The recommended Python version for running this code is 3.11.
- Clone the repository to your local machine:
git clone https://github.com/MODERATE-Project/Synthetic-Load-Profiles.git- Navigate to the project directory:
cd path/to/repository/Synthetic-Load-Profiles-
Create an enviroment:
Conda command for creating a suitable environment (replace myenv with the desired enviroment name):
conda create --name myenv python=3.11-
Activate the enviroment:
Conda command for activating the created enviroment (replace myenv with the selected name):
conda activate myenv- Install required Python packages:
conda install pippip install -r requirements.txtThe input data needs to be provided in form of a CSV file.
The data should roughly cover one year (min 365, max 368 days) of hourly electricity consumption values.
Each column of the CSV file should correspond to a single profile/household.
The first column of the CSV file needs to be an index column (ideally containing timestamps).
Example:
There are two ways to run the code:
A marimo notebook is provided for easily uploading files, creating projects and training models.
The notebook can be accessed by running the following command in the project directory:
marimo run marimo.pyAfter uploading the required Input file(s) and adjusting the settings, the program can be started by pressing the "Start" button below the options menu.
⚠ marimo notebooks only allow file sizes up to 100 MB; for larger input files, the Python script has to be used ⚠
As an alternative to the marimo notebook, a Python script ("run.py") can be used to create projects and train models.
Settings have to be adjusted directly in the script and file paths have to be provided for the input files. Advanced options are not provided here, however, a multitude of underlying parameters can be adjusted in "model" → "GAN_params.py" and "WGAN_params.py".
The following (hyper)parameters can be adjusted:
Model & hardware
- modelType: Lets you choose between an ordinary GAN and a WGAN model. The WGAN is usually more stable in training but for some usecases the GAN might be more suitable.
- device: Lets you choose between CPU and GPUs for creating and training a model. Leave the default value to enable automatic GPU detection.
Training loop
- epochCount: Amount of epochs for training.

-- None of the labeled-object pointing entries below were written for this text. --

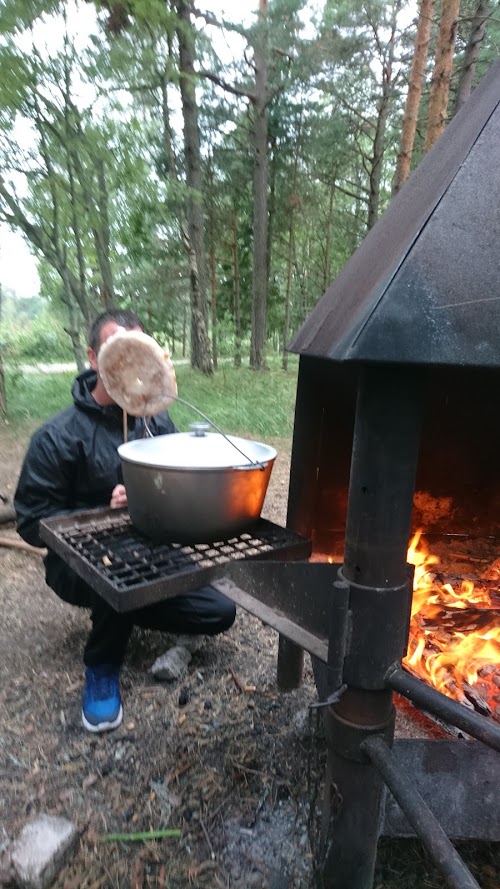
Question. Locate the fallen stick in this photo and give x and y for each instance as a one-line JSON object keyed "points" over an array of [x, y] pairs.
{"points": [[237, 681], [7, 514], [139, 837], [20, 544]]}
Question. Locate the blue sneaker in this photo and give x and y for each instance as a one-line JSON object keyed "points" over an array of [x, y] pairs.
{"points": [[102, 706]]}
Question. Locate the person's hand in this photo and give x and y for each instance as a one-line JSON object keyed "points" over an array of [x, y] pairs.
{"points": [[118, 497]]}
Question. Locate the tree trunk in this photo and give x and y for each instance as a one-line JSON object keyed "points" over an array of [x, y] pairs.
{"points": [[291, 237], [412, 105], [260, 224], [3, 394], [328, 238], [236, 293], [471, 53], [213, 283], [381, 125], [194, 243], [101, 239], [73, 330], [440, 85]]}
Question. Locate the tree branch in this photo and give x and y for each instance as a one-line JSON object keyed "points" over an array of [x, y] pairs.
{"points": [[228, 87]]}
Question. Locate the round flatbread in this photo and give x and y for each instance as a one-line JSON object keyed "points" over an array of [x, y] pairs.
{"points": [[137, 373]]}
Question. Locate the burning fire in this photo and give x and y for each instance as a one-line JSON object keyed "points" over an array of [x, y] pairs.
{"points": [[454, 639]]}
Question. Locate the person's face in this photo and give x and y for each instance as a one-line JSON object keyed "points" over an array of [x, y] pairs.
{"points": [[107, 330]]}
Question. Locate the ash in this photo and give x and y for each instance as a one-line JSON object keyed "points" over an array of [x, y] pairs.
{"points": [[273, 853]]}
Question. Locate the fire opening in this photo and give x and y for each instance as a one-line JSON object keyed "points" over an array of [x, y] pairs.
{"points": [[454, 641]]}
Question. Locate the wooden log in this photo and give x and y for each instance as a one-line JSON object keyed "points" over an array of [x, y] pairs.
{"points": [[20, 544]]}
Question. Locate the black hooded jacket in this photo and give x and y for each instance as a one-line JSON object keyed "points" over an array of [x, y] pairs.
{"points": [[72, 462]]}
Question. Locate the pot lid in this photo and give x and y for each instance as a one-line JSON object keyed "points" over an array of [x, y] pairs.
{"points": [[196, 450]]}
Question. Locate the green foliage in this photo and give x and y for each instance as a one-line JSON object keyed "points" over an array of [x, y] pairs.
{"points": [[36, 396], [35, 342], [237, 400]]}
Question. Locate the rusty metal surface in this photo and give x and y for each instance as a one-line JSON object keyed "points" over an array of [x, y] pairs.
{"points": [[421, 287], [129, 571], [458, 780]]}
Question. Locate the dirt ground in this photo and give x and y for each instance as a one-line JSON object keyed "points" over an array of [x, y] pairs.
{"points": [[227, 767]]}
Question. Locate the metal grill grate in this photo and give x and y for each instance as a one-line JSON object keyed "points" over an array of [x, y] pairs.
{"points": [[130, 571]]}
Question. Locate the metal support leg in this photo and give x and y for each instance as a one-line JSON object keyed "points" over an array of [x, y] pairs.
{"points": [[290, 664], [384, 459]]}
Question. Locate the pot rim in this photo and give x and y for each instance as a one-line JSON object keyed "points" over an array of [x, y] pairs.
{"points": [[258, 454]]}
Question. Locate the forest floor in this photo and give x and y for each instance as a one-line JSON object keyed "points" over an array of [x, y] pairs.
{"points": [[235, 770]]}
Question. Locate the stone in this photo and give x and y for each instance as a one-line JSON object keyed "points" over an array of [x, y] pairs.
{"points": [[172, 665], [41, 849]]}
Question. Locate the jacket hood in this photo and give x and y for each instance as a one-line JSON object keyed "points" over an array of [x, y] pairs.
{"points": [[81, 391]]}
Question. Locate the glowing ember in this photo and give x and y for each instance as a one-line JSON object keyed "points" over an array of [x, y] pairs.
{"points": [[454, 639]]}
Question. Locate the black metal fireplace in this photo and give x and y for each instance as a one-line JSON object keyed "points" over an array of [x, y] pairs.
{"points": [[396, 427], [396, 410]]}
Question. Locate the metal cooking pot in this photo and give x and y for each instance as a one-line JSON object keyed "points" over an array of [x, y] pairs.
{"points": [[197, 486]]}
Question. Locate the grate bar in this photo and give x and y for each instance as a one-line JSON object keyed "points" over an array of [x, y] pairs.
{"points": [[130, 571]]}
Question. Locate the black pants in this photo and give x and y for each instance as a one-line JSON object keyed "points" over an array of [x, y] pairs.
{"points": [[203, 611]]}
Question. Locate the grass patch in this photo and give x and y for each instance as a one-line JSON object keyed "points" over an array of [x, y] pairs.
{"points": [[237, 400], [36, 396]]}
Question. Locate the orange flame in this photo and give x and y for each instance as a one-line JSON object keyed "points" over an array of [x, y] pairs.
{"points": [[454, 632]]}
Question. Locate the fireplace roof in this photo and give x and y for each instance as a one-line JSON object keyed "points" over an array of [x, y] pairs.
{"points": [[424, 285]]}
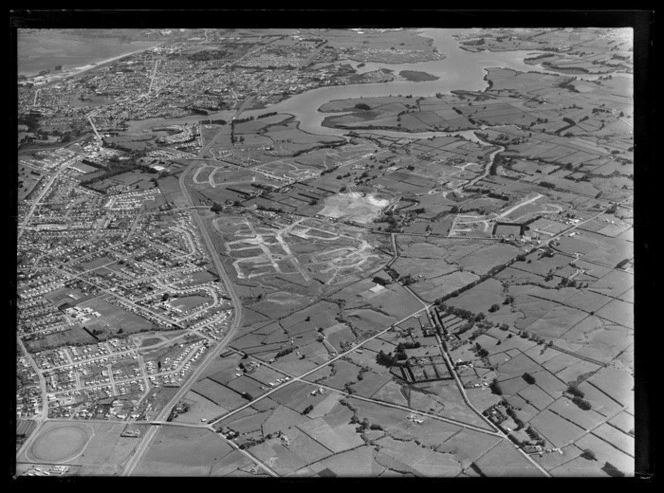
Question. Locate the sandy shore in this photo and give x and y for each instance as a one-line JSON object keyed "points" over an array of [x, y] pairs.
{"points": [[84, 68]]}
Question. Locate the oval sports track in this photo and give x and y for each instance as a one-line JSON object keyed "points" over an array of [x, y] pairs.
{"points": [[60, 443]]}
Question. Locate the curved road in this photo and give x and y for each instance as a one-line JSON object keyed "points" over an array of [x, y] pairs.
{"points": [[237, 321]]}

- batchSize: The batch size (number of training examples processed together in one forward and backward pass) used for training.
Optimizer
- lrGen/lrDis: Define the learning rates of the generator and the discriminator.
- betas: By default, AdamOptimizer is used in both the Generator and Discriminator. The beta values define the moving averages.
- genLoopCount: When a model is trained, in the beginning, the discriminator might outperform the generator, leading to no training effect. The generator can be trained multiple times per iteration, defined by this variable.
- lossFct: Loss function defined in GAN_params.py. Note that the training code always overrides this with BCEWithLogitsLoss for numerical stability; changing this value has no effect without modifying the training code. This is only valid for the GAN.
- lambdaGP: Gradient penalty coefficient used during training to enforce the Lipschitz constraint. This is only valid for the WGAN.
Regularization
- dropout: Dropout probability applied in each dropout layer of the generator and discriminator during training. This is only valid for the GAN.
- dropoutOffEpoch: Defines the epoch after which all dropout layers in the generator are deactivated (might improve the results). This is only valid for the GAN.
Architecture
- dimNoise: Dimension of the noise vector that is fed into the generator as input.
- dimHidden: Base number of hidden channels in the convolutional layers. Actual channel counts in deeper layers scale as multiples of this value, controlling the overall model capacity.
- channelCount: Number of channels in the generator output and discriminator input. Should be set to 1 for single-channel load profile data.
Output & logging
- outputFormat: Lets you choose between three possible file formats for the synthetic data: ".npy", ".csv" and ".xlsx".
- saveFreq: Defines the frequency of epochs at which results should be saved. If the save frequency is higher than the epochCount, plots, models and synthetic data samples are only saved if logStats is enabled for the best performing epoch.
- saveModels: Whether or not to save models at the specified frequency or for the best performing epoch if logStats is set to true.
- savePlots: Whether or not to save plots at the specified frequency or for the best performing epoch if logStats is set to true.
- saveSamples: Whether or not to save samples at the specified frequency or for the best performing epoch if logStats is set to true.
- logStats: Whether or not to log a composite metric for checking the quality of the results in every epoch. If enabled, plots, models and samples are saved for the best performing epoch within the training.
- checkForMinStats: Epoch after which the model starts checking whether the composite metric improves before deciding whether to plot and save the model state and results. If set to 0 every epoch is checked for better results which might slow down the training process in the first couple of epochs as the model improves almost every epoch in the beginning.
- useWandb: Whether or not to track certain parameters online via Weights & Biases. Requires a Wandb account.